Porque de alguna manera, lo que yo estaba inventando, aunque de manera inmadura, estimuló el ojo crítico de Willy, porque lo que emanaba de allí sintonizaba con una cierta forma de escuchar el mundo que le era querida. La identidad era natural, y estoy convencido de que, si le hubiera presentado algo a lo que él se hubiera opuesto estéticamente, no habría dejado de señalar su “asco” e incluso su “desaprobación”, por muy cauteloso que hubiera actuado. , señalándome otra manera.
No sé hasta qué punto la tolerancia estética es la mejor manera de enfrentar la tendencia a la imbecilidad de las sociedades contemporáneas. Tal vez sea cada vez más necesario saber gritar a este mundo, tener la valentía de enunciar, no sólo a través de las obras, sino también a través de nuestras personalidades y nuestras formas de actuar. La tolerancia sólo puede tener valor si se supera la primera prueba: la proclamación de las diferencias. Allí, pues, tendrán lugar los supervivientes, los que sabrán imponerse, porque están desprendidos de la anestesia del mundo, y toda tolerancia será bienvenida, como será la celebración de la invención y la originalidad, en sus múltiples y infinitas maneras.

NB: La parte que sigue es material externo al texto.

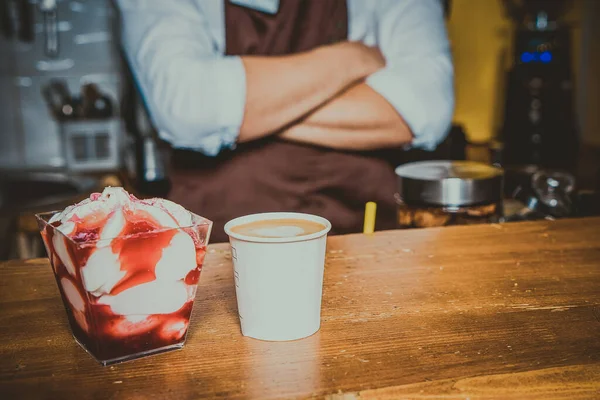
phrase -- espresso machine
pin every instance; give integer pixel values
(540, 126)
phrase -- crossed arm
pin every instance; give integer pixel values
(320, 98)
(343, 96)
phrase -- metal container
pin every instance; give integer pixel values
(441, 193)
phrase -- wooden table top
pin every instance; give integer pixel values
(490, 311)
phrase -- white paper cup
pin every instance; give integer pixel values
(278, 281)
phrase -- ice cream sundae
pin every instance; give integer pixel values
(127, 270)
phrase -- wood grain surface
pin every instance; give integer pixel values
(490, 311)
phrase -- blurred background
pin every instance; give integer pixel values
(71, 121)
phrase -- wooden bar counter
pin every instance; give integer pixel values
(489, 311)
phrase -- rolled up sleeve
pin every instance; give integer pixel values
(195, 95)
(418, 78)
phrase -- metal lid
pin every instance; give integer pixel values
(449, 183)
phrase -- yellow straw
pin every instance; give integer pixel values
(370, 212)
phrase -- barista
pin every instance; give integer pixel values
(290, 105)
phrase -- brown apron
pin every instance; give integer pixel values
(271, 174)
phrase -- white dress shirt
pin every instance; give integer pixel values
(196, 95)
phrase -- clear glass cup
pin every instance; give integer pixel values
(128, 296)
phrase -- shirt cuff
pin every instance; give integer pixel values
(427, 116)
(230, 96)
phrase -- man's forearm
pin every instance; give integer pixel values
(280, 90)
(358, 119)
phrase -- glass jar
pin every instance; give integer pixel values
(443, 193)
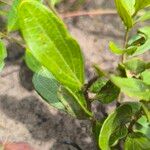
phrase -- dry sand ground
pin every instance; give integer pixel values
(26, 117)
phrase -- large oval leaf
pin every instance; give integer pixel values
(56, 95)
(51, 44)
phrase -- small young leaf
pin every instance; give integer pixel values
(140, 4)
(46, 85)
(136, 40)
(116, 50)
(143, 48)
(108, 93)
(146, 45)
(132, 87)
(135, 65)
(144, 17)
(51, 44)
(146, 31)
(143, 126)
(137, 141)
(97, 86)
(125, 9)
(120, 116)
(146, 109)
(3, 54)
(146, 76)
(54, 2)
(118, 134)
(31, 62)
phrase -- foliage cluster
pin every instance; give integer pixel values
(58, 65)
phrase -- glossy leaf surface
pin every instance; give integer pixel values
(51, 44)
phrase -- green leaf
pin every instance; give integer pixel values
(116, 50)
(125, 9)
(51, 44)
(146, 109)
(12, 20)
(144, 17)
(143, 126)
(3, 54)
(136, 40)
(137, 141)
(146, 45)
(97, 86)
(55, 2)
(140, 4)
(96, 126)
(135, 65)
(146, 31)
(118, 134)
(108, 93)
(31, 62)
(98, 71)
(51, 91)
(119, 117)
(132, 87)
(143, 48)
(146, 76)
(47, 86)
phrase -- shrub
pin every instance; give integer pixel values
(58, 65)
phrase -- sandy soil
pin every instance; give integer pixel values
(25, 116)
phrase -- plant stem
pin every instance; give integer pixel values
(11, 39)
(125, 44)
(134, 120)
(85, 91)
(123, 58)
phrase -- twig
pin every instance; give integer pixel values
(122, 61)
(9, 73)
(85, 91)
(89, 13)
(72, 144)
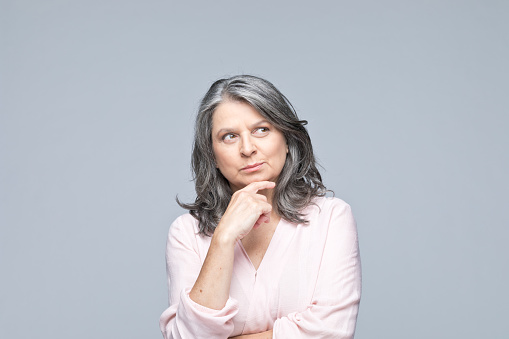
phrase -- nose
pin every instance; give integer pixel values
(247, 147)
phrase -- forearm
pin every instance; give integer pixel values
(212, 287)
(261, 335)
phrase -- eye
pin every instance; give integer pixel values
(261, 131)
(229, 137)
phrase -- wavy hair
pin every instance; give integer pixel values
(299, 181)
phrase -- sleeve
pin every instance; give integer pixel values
(184, 318)
(335, 303)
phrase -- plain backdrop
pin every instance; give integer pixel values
(407, 103)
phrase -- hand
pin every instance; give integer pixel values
(247, 210)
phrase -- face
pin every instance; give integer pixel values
(246, 146)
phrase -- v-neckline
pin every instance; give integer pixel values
(269, 250)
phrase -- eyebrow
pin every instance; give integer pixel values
(232, 130)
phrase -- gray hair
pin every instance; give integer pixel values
(299, 181)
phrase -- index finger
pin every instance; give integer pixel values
(258, 185)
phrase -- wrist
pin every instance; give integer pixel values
(223, 238)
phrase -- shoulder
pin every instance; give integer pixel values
(322, 207)
(185, 225)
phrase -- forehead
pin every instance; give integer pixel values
(234, 113)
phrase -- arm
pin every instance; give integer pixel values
(334, 306)
(261, 335)
(203, 307)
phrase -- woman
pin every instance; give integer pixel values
(262, 253)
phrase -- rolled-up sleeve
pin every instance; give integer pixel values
(185, 318)
(333, 310)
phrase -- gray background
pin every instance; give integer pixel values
(407, 105)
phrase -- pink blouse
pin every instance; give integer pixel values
(308, 284)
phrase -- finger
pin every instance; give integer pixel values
(261, 197)
(258, 185)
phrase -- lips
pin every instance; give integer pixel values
(253, 167)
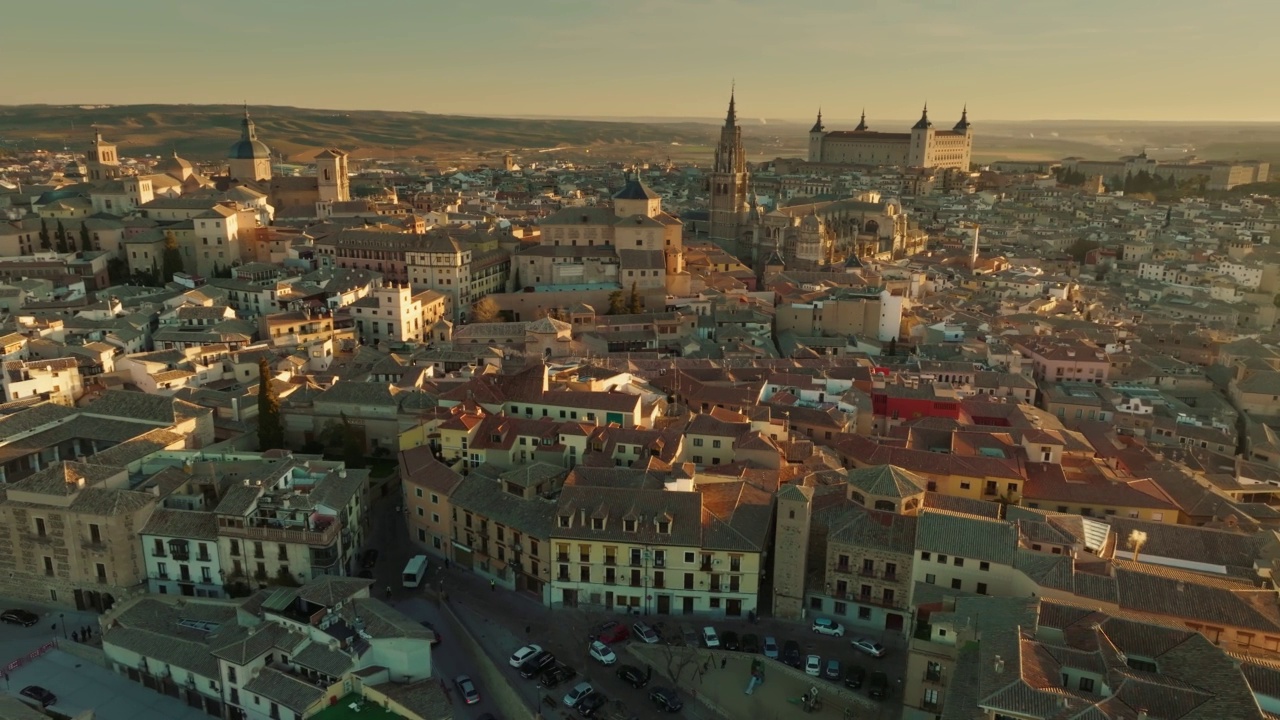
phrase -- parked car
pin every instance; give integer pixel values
(666, 700)
(590, 705)
(602, 654)
(40, 695)
(728, 641)
(466, 689)
(634, 677)
(524, 654)
(709, 637)
(533, 666)
(557, 674)
(854, 677)
(828, 627)
(791, 654)
(691, 638)
(813, 665)
(23, 618)
(644, 633)
(869, 647)
(771, 647)
(576, 695)
(877, 687)
(612, 633)
(437, 639)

Ezra Pound afirmó una vez que "no hay lugar más estúpido para mentir que frente a una obra de arte". ¡Y tenía razón! Por eso, la composición no se “enseña” propiamente: se debate. La mejor manera de abrir horizontes al estudiante a través de los cuales pueda desarrollarse su especulación no es la “enseñanza” de la composición, sino el análisis musical. Es posible, por tanto, analizar cómo un genio así compuso tal pieza, la forma en que fue inventivo en un momento determinado, pero es imposible enseñar a componer, porque lo Nuevo no se enseña, se inventa. Todo debate sólo evoluciona hacia el estado de tolerancia y convivencia de las diferencias cuando hay, en las obras que se someten a tal ensayo, una dosis suficiente de invención. Y si no se enseña el talento, la destreza en relación con el sonido -que tan vulgarmente llamamos musicalidad-, porque uno tiene talento o no lo tiene, del mismo modo no se enseña la invención.
*Flo Menezes, músico, es profesor de composición y música electroacústica en la Unesp y directo del Studio PANaroma.
Publicado originalmente en la revista Vórtice.
Notas
[1] Se puede escuchar una grabación profesional de TransFormantes II (1995) con Sarah Cohen al piano y Paulo Passos al clarinete. aquí.